Some former CIA agents agree that the policies made their jobs harder and hurt morale.
''[The rule] did make the workday a lot easier,'' former CIA field officer Robert Baer told the New Yorker last week. ''I just watched CNN. No one cared.''
Baer said that after the new regulations were put in place, recruitment of sources fell to the point where the CIA had no agents in central Asian nations Uzbekistan and Tajikistan, which are also threatened by Islamic militants.
Some lawmakers agree with Woolsey. Sen. Bob Graham, a Florida Democrat who leads the Senate Intelligence Committee, told CNN that the restrictive regulations might be ''one of the prime factors'' in the failure to predict the attacks. He said the kind of people needed to infiltrate terrorists groups don't ''come out of monasteries.''.
On NBC's ''Meet the Press'' on the Sunday after the bombing, Vice President Dick Cheney appeared to support revoking that standard.
''If you're going to deal only with sort of officially approved, certified good guys, you're not going to find out what the bad guys are doing,'' Cheney said. ''You need to have on the payroll some very unsavory characters if, in fact, you're going to be able to learn all that needs to be learned in order to forestall these kinds of activities.''
But some intelligence analysts agree with Torricelli that the policy isn't at fault.
''In this case of the September 11 attacks, I would say the policy is largely unrelated,'' said Dan Smith, chief of research at the Center for Defense Information.
Smith, who served as military intelligence officer for 23 years in U.S. Army, suggested that the hiring of ''unsavory characters'' can be a useful tool against larger terrorist groups like Hamas and Hezbollah, but may not be effective against Al-Qaeda and bin Laden.
''From what we know about the cellular nature and organization of Al-Qaeda, they seem to be based on extended families and long-term acquaintances,'' Smith said. ''It's very hard to penetrate that kind of organization because of its cellular nature.''.

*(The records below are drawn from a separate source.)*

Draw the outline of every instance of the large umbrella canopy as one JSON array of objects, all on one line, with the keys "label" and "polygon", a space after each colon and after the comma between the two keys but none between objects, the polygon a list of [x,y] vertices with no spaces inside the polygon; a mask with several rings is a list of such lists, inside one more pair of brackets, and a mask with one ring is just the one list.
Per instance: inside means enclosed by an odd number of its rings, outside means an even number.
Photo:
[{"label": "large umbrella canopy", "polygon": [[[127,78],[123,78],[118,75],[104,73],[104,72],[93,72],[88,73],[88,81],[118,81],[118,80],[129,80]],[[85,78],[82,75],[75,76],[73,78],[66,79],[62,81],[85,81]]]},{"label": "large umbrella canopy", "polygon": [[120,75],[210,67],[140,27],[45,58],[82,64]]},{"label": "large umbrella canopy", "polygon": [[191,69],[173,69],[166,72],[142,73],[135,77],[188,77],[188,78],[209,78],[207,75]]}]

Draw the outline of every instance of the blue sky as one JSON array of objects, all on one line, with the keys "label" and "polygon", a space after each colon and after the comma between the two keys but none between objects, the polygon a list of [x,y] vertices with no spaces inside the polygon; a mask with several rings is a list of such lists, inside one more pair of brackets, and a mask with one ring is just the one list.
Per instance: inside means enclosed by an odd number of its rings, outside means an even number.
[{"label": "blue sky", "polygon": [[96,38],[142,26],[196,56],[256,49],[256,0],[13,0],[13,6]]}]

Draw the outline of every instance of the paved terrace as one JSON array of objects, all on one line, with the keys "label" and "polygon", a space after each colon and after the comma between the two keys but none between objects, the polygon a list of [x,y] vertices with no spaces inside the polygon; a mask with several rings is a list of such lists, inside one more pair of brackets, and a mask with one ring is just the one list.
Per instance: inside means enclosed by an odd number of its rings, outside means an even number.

Torricelli said Tuesday that accountability is important.
''We want the decision made by the CIA director, not by a field agent,'' Torricelli said. ''I don't think it's possible to infiltrate narcotics traffickers without using people who have had long relationships with them. But I think it is important to know that the people we have hired are not continuing to harm American citizens and others.''.
Next week, Torricelli said he would introduce legislation to establish a board of inquiry to determine why U.S. intelligence agencies failed to prevent the attacks. The panel may be modeled after the Warren Commission that probed the death of President John F. Kennedy, involving both public and private figures.
''I do not rise to cast blame, but I do ask for accountability,'' Torricelli said. Even though Congress has regular oversight of the CIA, the special review is warranted.
''There is a national tradition from Pearl Harbor to the Kennedy assassination to the Challenger disaster, a tradition of having the nation step back and doing some deep analysis of what went wrong,'' Torricelli said.